Some people think that if low biotin hurts weight loss, then high levels of biotin should help you lose weight. Unfortunately, there aren’t any scientific studies that prove this connection. Biotin is a water-soluble vitamin, which means that when your body has sufficient levels, anything extra is simply excreted in your urine.
How Much Biotin Should I Take To Lose Weight?
So far, no scientific evidence connects biotin supplements with weight loss. Some people claim that taking high levels of vitamin B7 has helped them to burn fat more quickly, but those claims are purely anecdotal. In other words, they’re not backed up by any credible studies. This makes it hard to set any kind of recommendation for how much biotin you need to lose weight.
There isn’t any Recommended Daily Allowance for this vitamin, but there is an Adequate Intake level that can help you make sure you’re getting enough in your diet. According to the Institute of Medicine, the daily AI for biotin is 30 micrograms in the case of people age 19 and over.
One large egg contains 10 mcg of biotin, and 1 cup of almonds has around 6 mcg. Many fruits, vegetables, legumes and meats have significant amounts of vitamin B7. In addition, good bacteria in the gut also produce some biotin. For these reasons, in the United States, biotin deficiency is rare. As long as your family eats a balanced diet, it’s fairly easy to get the amount of biotin you need.

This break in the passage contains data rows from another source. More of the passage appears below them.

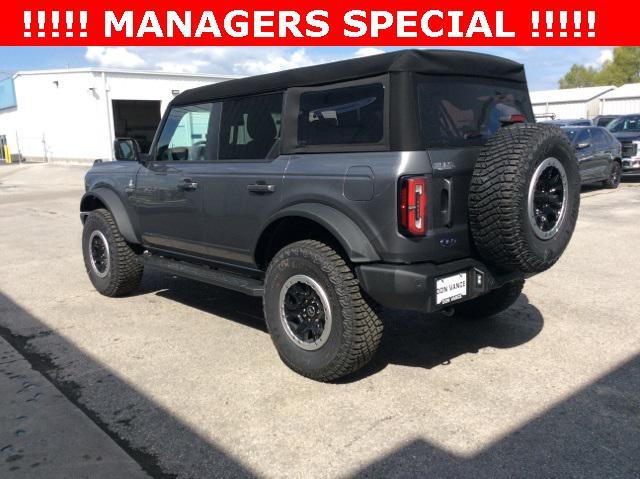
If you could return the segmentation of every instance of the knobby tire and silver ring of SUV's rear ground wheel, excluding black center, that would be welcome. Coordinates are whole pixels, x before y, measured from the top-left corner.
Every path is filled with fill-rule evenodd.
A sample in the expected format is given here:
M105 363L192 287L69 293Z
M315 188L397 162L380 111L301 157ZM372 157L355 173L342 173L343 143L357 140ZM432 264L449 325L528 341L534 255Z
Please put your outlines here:
M328 337L321 346L311 346L312 350L296 343L293 328L283 318L283 291L290 291L287 282L295 278L314 281L330 310ZM317 381L333 381L361 368L374 356L382 338L382 321L363 296L352 268L319 241L298 241L275 255L266 273L264 313L284 363Z

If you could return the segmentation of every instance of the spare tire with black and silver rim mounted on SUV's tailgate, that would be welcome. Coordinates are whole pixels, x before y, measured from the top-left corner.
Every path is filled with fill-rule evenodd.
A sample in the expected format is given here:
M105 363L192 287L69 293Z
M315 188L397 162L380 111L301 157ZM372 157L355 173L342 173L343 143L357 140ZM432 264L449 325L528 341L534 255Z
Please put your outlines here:
M539 273L569 244L580 175L567 136L552 125L501 128L476 161L469 225L483 260L503 272Z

What if you want to take high levels of biotin supplements to see if they help you lose weight personally? For most people, there are no risks or side effects to taking vitamin B7 or B complex vitamins. You shouldn’t take more than 2.5 mg a day, however. If you’re pregnant or nursing, though, you should speak with your doctor before taking high-dose biotin supplements.
Does Biotin Cause Weight Gain?
There is no scientific evidence suggesting that biotin causes weight gain. Some people claim that high doses of vitamin B7 increase your appetite — making you eat more — but this hasn't been proven by any studies. If you notice that biotin makes you more hungry, you may want to lower the dose or eat healthy snacks, such as protein-rich nuts and fruits and vegetables high in fiber.